È stato tutto molto naturale in realtà; Grazie ad  ALMA, ho intrapreso il mio percorso in sala a Piazza Duomo***, dove ho avuto la possibilità di crescere all’interno dell’equipe per quasi 4 anni.
É stato proprio Crippa a indirizzarmi poi verso la Francia, paese come l’Italia, con profonde radici  nell’enograstronomia ed ad inviarmi da Maison Pic a Valence *** quando ne ho espresso il desiderio.
Questo é stato sicuramente il momento in cui ho capito che sarei voluta essere Sommelier. Un viaggio costellato di incontri, visite, assaggi, studi e un pizzico di fortuna.
Oggi sono ormai 3 anni che sono da Table by Bruno Verjus a Parigi, come Head Sommelier.

Qual è stata la sfida più grande lungo questo cammino, e cosa ti ha motivato a non mollare nei momenti più difficili?

Personalmente, non credo di aver mai vissuto negativamente il mio percorso, ho sempre mantenuto una vena di energia e visto le difficoltà come una lingua straniera, lo stress e gli imprevisti come un’opportunità per migliorare il mio profilo.

Lavorare a Parigi, in uno dei centri nevralgici della gastronomia mondiale, non deve essere semplice. Quali sono o sono state le difficoltà maggiori?

Sicuramente lo stare al passo con la città, è una realtà talmente veloce che a volte si ha l’impressione di non fare abbastanza, di non vedere, conoscere o vivere tutte le esperienze.

Selezionare i vini per un ristorante due stelle Michelin è una grande responsabilità. Come riesci a trovare quell’equilibrio perfetto tra gusto, emozione e coerenza con la cucina? C’è un metodo che segui o ti affidi anche all’istinto?

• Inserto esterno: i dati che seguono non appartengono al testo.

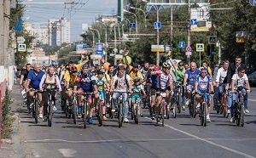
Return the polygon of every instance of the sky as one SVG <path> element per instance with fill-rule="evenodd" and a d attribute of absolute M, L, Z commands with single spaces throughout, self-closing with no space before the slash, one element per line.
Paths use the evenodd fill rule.
<path fill-rule="evenodd" d="M 71 23 L 71 42 L 81 40 L 82 24 L 90 25 L 99 15 L 117 14 L 117 0 L 23 0 L 23 3 L 82 3 L 85 4 L 24 4 L 23 20 L 47 24 L 50 18 L 66 17 Z"/>

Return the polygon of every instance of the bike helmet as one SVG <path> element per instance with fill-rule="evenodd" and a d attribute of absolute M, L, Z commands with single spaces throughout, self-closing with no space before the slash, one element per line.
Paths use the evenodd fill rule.
<path fill-rule="evenodd" d="M 162 67 L 163 67 L 163 68 L 168 68 L 168 69 L 170 69 L 170 68 L 171 68 L 171 65 L 170 65 L 168 63 L 164 62 L 163 65 L 162 65 Z"/>
<path fill-rule="evenodd" d="M 137 76 L 136 76 L 136 77 L 133 78 L 133 82 L 140 82 L 140 80 L 141 80 L 141 78 L 137 77 Z"/>
<path fill-rule="evenodd" d="M 154 68 L 153 68 L 154 71 L 159 71 L 160 68 L 158 65 L 154 65 Z"/>
<path fill-rule="evenodd" d="M 97 70 L 97 74 L 99 75 L 99 74 L 103 74 L 103 73 L 105 73 L 105 71 L 103 70 L 103 69 L 99 69 L 99 70 Z"/>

Devo dire che l’istinto gioca un ruolo molto importante e mi guida nelle mie scelte giornaliere.
Cerco di non mettermi mai paletti o limiti e di essere il più aperta possibile nelle decisioni che devo prendere riguardo la carta vini, cercando di mescolare tradizione e innovazione.

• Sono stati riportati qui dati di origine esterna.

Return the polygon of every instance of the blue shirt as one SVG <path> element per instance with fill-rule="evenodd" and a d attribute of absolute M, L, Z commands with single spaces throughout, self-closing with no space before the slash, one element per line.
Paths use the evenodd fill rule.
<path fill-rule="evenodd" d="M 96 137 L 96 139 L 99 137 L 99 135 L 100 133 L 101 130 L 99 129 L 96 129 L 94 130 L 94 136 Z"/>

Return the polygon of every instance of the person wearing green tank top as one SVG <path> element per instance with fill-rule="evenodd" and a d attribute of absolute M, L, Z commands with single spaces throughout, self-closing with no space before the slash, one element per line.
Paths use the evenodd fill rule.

La carta dei vini è molto di più di un semplice elenco, bensì un viaggio, una guida, un invito. Qual è il tuo segreto per renderla non solo interessante ma anche accessibile a tutti, esperti e non?

Secondo me la carta vini deve saper rispecchiare la tua identità, allo stesso tempo la filosofia del ristorante e dello Chef, deve saperti fare viaggiare lontano, ma farti anche assaporare i grandi classici,  avere differenti prezzi in base alle varie esigenze. Difendo una carta dei vini etica, il vino é un prodotto di condivisione e di piacere.

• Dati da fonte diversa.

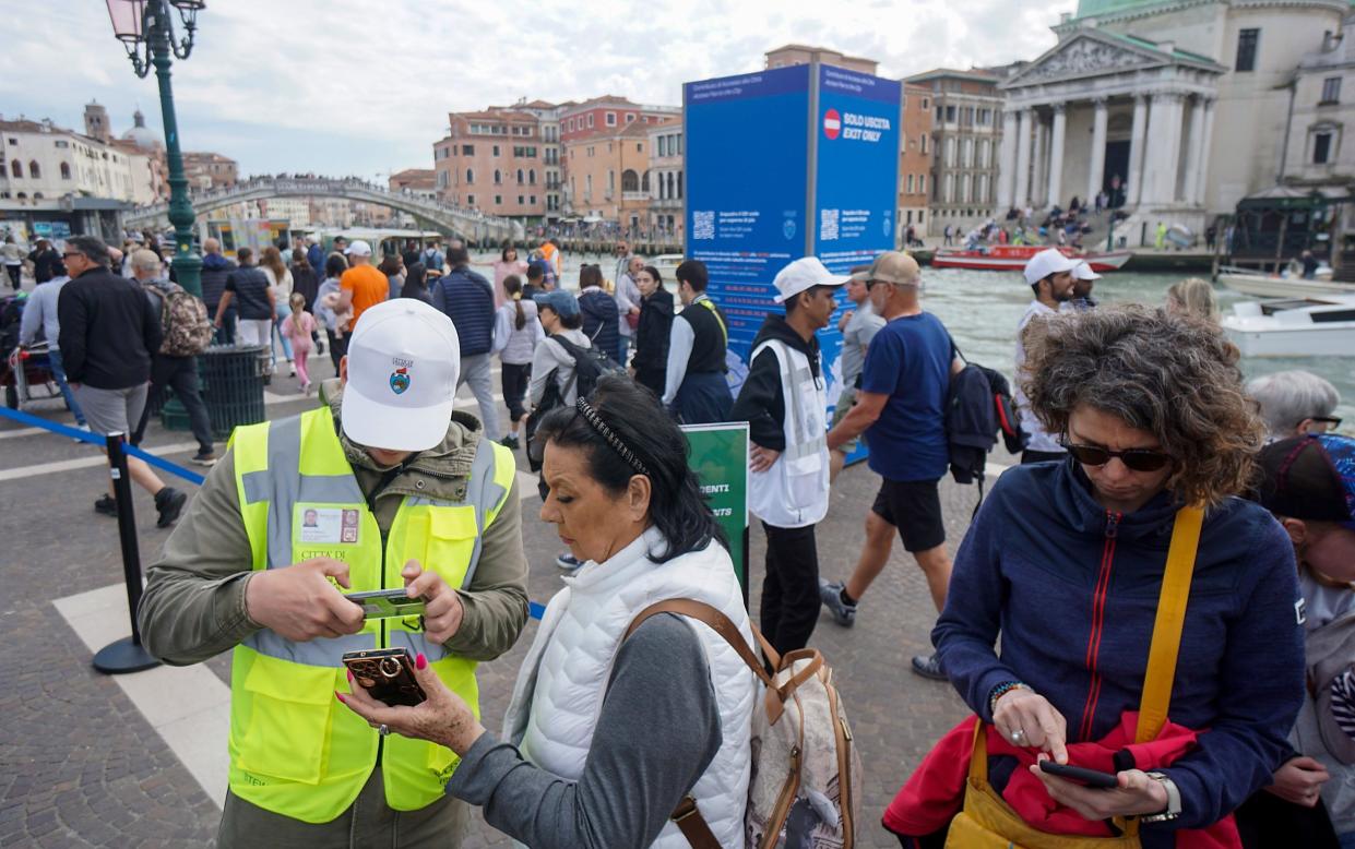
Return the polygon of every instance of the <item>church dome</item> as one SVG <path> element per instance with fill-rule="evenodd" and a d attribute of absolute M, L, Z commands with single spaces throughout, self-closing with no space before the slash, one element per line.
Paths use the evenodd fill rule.
<path fill-rule="evenodd" d="M 123 141 L 130 141 L 142 150 L 160 150 L 164 148 L 160 135 L 146 126 L 146 116 L 141 114 L 141 110 L 133 114 L 131 122 L 134 126 L 122 134 Z"/>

Ma cosa beve un Sommelier nella vita quotidiana? In un pranzo con gli amici, parenti, etc

Sicuramente Champagne con le sue mille espressioni, i vini del Jura che invitano alla meditazione , Le Isole Canarie dai terreni vulcanici, il Piemonte che prende un posto particolare nel mio cuore.

C’è un vino che ti ha sorpreso ultimamente, magari per la sua storia o per un dettaglio inaspettato?

Sicuramente Chateau Yvonne 2003, in Loira. Questo vino é stato vinificato dallo Chef Bruno Verjus, che tra i mille progetti, ha fatto anche il vignaiolo per quasi dieci anni.
Questo Chenin, mi ha sorpreso poiché da un’annata 2003 mi aspettavo un’espressione molto ricca e concentrata, visto l’annata tra le piu afose degli ultimi 25 anni.
Invece ho trovato un vino brillante, teso, con una bellissima colonna vertebrale di acidità e freschezza.

Quali tendenze del mondo del vino potremo osservare nel 2025?

Credo che in futuro, avremo l’occasione di degustare vini provenienti dalle più disparate parti del mondo. Ci sono sempre più regioni, che un tempo non erano minimamente vocate al vino, che oggi iniziano a produrne.

Se dovessi dare un solo consiglio a chi sta iniziando, quale sarebbe? Un insegnamento che avresti voluto ricevere tu agli inizi.

Sembrerà forse scontato, ma mai dimenticare l’obbiettivo e l’energia e la passione che ci ha colpito sin dal giorno uno.
La costanza è sicuramente uno degli aspetti più importanti. Porsi piccoli obbiettivi ogni giorno e raggiungerli, al fine di avere sempre piu fiducia in se stessi.

Guardando indietro, quanto è stata importante la formazione per il tuo percorso?
C’è una lezione o un insegnamento che porti sempre con te e che senti di voler trasmettere agli altri?

Fondamentale.
ALMA non é solo una scuola, ma anche una famiglia, sa accoglierti, leggerti e indirizzarti.
Si formano amicizie legate da una profonda coesione, una community che resta nel tempo, forgiata dalla passione.